[comp.ai] Re^2: Reasons why you don't prove your programs are correct

kempf@tci.bell-atl.com (Cory Kempf) (01/11/90)

bzs@world.std.com (Barry Shein) writes:

>Yes, the flap in the early 80's was over automatic program
>verification. It seemed that DOD was considering putting $150M into
>this so the debate became quite bloody.

I should think that the idea would be silly on the face of it... after
all, wouldn't it need to have a subroutine that could solve the
halting problem?  Last time I looked, it was still considered
impossible.  Maybe on the new Cray IV??*

+C

* Have you heard about the new Cray IV?  It can solve an infinate loop
in just 7 seconds!
-- 
Cory Kempf		Technology Concepts	     phone: (508) 443-7311 x341
uucp:	{anywhere}!uunet!tci!kempf, kempf@tci.bell-atl.com
DISCLAIMER: TCI is not responsible for my opinions, nor I for theirs

simpson@saturn.ind.trw.com (Scott Simpson) (01/12/90)

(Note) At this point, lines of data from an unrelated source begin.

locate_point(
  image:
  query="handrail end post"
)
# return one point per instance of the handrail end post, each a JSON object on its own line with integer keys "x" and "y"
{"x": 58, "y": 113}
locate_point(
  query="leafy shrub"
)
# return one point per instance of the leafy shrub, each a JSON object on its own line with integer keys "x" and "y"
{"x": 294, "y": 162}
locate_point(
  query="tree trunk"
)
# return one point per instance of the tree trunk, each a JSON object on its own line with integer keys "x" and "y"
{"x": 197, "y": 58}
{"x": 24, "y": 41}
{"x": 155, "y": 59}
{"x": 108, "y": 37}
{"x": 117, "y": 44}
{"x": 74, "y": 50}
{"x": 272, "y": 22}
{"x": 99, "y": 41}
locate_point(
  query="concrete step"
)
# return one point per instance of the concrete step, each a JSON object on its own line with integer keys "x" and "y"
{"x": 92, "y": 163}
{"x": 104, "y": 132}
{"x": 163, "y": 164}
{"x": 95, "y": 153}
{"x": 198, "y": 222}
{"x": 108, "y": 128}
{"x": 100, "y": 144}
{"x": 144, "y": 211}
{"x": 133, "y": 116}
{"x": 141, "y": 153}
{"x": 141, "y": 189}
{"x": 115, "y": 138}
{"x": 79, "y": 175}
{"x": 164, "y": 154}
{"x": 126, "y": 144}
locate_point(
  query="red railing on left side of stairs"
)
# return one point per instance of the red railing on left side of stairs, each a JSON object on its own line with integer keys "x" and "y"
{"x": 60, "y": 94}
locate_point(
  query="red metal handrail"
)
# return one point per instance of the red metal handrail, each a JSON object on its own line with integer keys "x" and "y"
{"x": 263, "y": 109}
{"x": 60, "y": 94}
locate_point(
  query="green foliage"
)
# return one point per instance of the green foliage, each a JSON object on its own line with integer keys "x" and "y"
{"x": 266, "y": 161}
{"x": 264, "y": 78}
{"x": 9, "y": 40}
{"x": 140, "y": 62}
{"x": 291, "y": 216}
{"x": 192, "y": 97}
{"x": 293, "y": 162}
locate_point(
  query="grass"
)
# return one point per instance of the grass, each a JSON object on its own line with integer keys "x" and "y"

In article <548@tci.bell-atl.com> kempf@tci.bell-atl.com (Cory Kempf) writes:
>* Have you heard about the new Cray IV?  It can solve an infinate loop
>in just 7 seconds!

Yah, and it takes six halt instructions just to get it to stop!
Scott Simpson    TRW Information Networks Division    simpson@trwind.trw.com

bzs@world.std.com (Barry Shein) (01/12/90)

>I should think that the idea would be silly on the face of it... after
>all, wouldn't it need to have a subroutine that could solve the
>halting problem?  Last time I looked, it was still considered
>impossible.  Maybe on the new Cray IV??*
>
>+C

The halting problem states (very roughly) "There exists at least one
program who's halting conditions cannot be determined".

People don't often write that program*, the fact that there was one
(or a few) theoretically possible counter-example would hardly be
sufficient to invalidate the concept of automatic program
verification.

Computer science education makes far too much of this interesting
observation and seems to leave people forever without hope that any
automatic examination of a loop can be fruitful (e.g. in a debugging
compiler.)

* People do write infinite loops frequently, but those are usually
easy to detect automatically with some inequality manipulations.
-- 
        -Barry Shein

Software Tool & Die, Purveyors to the Trade         | bzs@world.std.com
1330 Beacon St, Brookline, MA 02146, (617) 739-0202 | {xylogics,uunet}world!bzs

kers@hplb.hpl.hp.com (Kers) (01/12/90)

joshua@athertn.Atherton.COM (Flame Bait) writes:

|   "Proving your programs are correct" seems to mean different things
|   to different people:

|   One group thinks it means that your program does exactly what your
|   spec says it should.

   ...

|   The first sort of proof is obviously useless, the spec becomes the
|   program, and bugs in the spec become bugs in the program.  Also,
|   specifing most programs is impossible; and if you could, then you
|   could write a compiler for the specification language.

I've seen this kind of remark several times in this multi-group discussion.
*It just isn't true*. Just because you can write a specification for a program
doesn't mean you can write a compiler for the specification language which
generates code, let alone acceptably efficient code.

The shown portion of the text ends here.